Took a quick trolling trip out the pass about 5 miles out this morning looking for kings and started off with a few nice ones in the 15-20 lb range. We also hooked up to some fun Bonita and an 8 lb mahi mahi. On the way back in we threw out a stretch 20 in about 70 feet of water as we headed back to the pass and hooked in to what we estimate was a 70+ lb sailfish. 




























Took the angler about 35 minutes to land him and we got to see about 15 nice jumps.

After circling the boat about 6 times my first mate did a good job ofwiring and billinghim.

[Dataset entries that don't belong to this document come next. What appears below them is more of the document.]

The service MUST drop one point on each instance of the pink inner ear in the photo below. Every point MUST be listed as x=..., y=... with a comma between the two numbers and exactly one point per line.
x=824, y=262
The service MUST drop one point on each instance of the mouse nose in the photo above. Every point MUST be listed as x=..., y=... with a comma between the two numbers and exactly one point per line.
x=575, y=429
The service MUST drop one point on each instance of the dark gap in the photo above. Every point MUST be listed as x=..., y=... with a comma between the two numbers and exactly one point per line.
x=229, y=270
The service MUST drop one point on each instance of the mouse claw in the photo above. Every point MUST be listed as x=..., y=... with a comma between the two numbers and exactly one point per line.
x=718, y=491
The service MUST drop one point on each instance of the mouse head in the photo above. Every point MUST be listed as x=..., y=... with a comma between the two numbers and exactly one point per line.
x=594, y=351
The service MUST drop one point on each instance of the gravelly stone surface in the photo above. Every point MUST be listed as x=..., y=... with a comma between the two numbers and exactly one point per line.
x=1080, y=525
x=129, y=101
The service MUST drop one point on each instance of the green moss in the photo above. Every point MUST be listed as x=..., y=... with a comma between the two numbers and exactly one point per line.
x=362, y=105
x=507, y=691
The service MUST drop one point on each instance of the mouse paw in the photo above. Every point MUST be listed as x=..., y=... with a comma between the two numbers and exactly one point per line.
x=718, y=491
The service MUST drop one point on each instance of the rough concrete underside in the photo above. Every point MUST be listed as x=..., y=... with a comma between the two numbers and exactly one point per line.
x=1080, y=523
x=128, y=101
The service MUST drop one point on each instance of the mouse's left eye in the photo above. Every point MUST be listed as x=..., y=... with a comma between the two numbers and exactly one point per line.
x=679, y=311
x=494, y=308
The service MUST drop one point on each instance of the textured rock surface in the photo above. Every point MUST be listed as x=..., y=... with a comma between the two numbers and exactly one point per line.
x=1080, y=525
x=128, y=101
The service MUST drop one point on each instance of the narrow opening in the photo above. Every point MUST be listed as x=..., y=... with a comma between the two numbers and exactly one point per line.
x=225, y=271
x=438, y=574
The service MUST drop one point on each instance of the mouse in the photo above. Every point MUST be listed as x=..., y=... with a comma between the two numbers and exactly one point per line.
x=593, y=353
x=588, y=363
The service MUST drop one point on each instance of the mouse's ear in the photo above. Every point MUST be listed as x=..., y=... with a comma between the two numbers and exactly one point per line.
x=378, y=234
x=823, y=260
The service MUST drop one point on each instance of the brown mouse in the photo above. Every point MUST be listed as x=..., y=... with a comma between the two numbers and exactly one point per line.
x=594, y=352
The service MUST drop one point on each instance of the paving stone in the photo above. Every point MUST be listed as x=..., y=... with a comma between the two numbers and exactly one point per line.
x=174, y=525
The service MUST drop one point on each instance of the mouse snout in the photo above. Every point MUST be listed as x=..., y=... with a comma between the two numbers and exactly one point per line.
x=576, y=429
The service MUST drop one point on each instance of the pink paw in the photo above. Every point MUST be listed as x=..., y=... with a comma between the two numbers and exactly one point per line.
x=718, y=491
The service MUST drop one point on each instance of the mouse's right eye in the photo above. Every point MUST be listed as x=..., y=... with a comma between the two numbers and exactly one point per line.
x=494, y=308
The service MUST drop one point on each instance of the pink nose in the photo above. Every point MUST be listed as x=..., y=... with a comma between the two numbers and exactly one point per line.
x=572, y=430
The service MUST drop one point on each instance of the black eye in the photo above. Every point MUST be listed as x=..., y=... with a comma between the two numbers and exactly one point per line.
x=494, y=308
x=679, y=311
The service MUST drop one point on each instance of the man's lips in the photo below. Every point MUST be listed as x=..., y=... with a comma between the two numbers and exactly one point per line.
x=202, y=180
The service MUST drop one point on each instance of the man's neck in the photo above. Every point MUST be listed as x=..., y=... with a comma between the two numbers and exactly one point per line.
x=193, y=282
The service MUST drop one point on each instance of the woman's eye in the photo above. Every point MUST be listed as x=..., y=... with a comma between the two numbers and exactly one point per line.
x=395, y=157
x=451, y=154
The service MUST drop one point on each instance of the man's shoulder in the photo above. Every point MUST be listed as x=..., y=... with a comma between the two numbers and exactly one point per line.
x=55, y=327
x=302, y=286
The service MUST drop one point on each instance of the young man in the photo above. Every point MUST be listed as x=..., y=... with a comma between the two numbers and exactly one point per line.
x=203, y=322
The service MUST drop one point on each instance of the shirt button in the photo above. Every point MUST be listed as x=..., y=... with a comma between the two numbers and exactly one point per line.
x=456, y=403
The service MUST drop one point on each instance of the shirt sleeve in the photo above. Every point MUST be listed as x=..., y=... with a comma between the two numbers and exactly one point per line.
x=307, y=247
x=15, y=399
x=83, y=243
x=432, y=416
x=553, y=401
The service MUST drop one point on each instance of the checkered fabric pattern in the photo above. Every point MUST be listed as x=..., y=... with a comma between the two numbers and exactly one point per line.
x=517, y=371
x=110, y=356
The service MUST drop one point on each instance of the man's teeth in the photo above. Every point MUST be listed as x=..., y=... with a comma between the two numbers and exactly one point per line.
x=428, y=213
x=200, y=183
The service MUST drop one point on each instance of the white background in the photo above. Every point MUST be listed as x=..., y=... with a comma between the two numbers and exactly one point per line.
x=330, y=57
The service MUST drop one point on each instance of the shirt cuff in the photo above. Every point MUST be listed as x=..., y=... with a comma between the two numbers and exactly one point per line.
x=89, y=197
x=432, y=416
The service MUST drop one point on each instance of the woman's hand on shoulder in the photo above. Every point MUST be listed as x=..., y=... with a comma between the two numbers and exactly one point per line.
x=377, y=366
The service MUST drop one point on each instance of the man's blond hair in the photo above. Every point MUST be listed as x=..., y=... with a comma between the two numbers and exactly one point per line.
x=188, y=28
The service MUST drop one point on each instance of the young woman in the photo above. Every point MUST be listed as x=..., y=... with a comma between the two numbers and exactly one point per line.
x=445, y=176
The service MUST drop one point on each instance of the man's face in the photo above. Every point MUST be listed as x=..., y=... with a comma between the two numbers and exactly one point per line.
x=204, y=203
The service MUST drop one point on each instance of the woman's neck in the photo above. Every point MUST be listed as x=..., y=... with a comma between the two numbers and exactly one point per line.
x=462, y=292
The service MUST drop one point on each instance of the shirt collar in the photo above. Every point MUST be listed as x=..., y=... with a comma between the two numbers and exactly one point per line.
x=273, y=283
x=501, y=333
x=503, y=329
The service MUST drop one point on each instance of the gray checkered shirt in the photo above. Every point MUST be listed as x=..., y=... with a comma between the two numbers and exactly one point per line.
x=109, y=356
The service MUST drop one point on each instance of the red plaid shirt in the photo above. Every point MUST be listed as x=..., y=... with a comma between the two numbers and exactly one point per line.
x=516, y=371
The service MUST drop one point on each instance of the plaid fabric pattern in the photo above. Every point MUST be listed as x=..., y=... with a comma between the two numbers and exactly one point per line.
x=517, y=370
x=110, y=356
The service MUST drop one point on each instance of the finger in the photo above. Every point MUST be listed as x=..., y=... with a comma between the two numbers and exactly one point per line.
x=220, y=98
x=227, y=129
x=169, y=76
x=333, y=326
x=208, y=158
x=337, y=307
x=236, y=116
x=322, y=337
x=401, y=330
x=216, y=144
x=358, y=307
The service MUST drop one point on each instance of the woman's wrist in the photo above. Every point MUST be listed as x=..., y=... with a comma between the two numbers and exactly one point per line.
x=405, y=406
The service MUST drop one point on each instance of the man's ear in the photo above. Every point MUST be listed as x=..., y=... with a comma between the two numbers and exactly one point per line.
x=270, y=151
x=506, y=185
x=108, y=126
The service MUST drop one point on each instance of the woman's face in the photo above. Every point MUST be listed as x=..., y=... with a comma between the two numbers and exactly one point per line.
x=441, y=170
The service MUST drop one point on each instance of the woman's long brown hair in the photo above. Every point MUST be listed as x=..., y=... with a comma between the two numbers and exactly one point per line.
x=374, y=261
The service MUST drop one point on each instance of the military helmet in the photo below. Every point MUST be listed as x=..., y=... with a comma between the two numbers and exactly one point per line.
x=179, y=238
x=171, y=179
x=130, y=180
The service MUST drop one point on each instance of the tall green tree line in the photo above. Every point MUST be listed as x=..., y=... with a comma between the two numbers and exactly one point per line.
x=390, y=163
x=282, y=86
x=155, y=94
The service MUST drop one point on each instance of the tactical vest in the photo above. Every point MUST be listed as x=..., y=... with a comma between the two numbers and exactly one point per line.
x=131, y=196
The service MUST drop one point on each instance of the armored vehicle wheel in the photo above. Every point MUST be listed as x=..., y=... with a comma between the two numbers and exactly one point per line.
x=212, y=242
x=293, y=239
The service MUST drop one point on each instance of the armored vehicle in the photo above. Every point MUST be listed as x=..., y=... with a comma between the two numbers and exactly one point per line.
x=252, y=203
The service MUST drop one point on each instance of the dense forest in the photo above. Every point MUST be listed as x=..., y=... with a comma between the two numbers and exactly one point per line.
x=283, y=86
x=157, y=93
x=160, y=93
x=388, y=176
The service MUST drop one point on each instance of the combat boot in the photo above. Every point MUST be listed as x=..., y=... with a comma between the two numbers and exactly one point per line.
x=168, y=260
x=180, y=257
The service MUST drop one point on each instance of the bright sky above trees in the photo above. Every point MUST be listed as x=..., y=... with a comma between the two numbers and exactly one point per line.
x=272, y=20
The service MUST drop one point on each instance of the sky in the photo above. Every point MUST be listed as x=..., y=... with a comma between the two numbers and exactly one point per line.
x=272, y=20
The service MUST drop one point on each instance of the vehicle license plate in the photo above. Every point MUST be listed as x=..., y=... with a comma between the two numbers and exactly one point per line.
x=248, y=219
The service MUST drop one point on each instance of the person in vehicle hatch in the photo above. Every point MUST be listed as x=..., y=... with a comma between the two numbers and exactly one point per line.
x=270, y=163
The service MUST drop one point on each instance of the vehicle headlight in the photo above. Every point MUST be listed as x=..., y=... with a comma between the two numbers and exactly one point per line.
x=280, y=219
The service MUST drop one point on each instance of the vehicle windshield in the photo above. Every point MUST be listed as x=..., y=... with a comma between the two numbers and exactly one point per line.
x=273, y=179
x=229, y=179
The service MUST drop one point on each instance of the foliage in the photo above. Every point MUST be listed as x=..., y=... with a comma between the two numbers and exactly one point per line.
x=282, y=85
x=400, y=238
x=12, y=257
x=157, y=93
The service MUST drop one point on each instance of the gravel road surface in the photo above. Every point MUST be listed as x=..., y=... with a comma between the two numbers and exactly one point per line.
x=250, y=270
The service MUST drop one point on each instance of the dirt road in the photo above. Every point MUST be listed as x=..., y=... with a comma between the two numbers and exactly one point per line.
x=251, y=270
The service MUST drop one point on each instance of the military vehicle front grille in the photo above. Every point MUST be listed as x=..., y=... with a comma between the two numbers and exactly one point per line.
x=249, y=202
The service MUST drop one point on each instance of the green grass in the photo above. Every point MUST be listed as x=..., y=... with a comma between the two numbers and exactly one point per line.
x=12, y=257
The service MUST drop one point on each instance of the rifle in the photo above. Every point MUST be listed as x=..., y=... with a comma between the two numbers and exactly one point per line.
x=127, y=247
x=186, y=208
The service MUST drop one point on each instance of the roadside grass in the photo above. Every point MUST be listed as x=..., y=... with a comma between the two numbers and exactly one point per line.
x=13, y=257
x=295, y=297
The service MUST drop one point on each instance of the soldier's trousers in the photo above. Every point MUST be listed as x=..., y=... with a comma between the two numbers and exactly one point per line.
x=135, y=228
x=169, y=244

After taking a few quick pics we released him to be caught another day.


----------



## lobsterman (Sep 30, 2007)

He's a longfellow.


----------



## Brad King (Sep 30, 2007)

NO WAY!!!!!!!!

Holy crap Blake, nice job bro!!!!! Man that's awesome


----------



## wirenut (Sep 30, 2007)

Nice !!!!:clap:clap:clap


----------



## tailfisher (Oct 7, 2007)

Now that is about as good as it gets , way to go.:bowdown:bowdown


----------



## Pinksnappertrapper (Dec 7, 2007)

Congrats!!!! That is awesome. Damn that is a little short trip you will always remember..


----------



## Strictly Bizness (Oct 2, 2007)

Congrats man. Awesome pics.That is my dream fish to catch. I can't wait til I get one.


----------



## Magic236 (Oct 1, 2007)

Congrats, nice pics and that's a good sized Sail.........


----------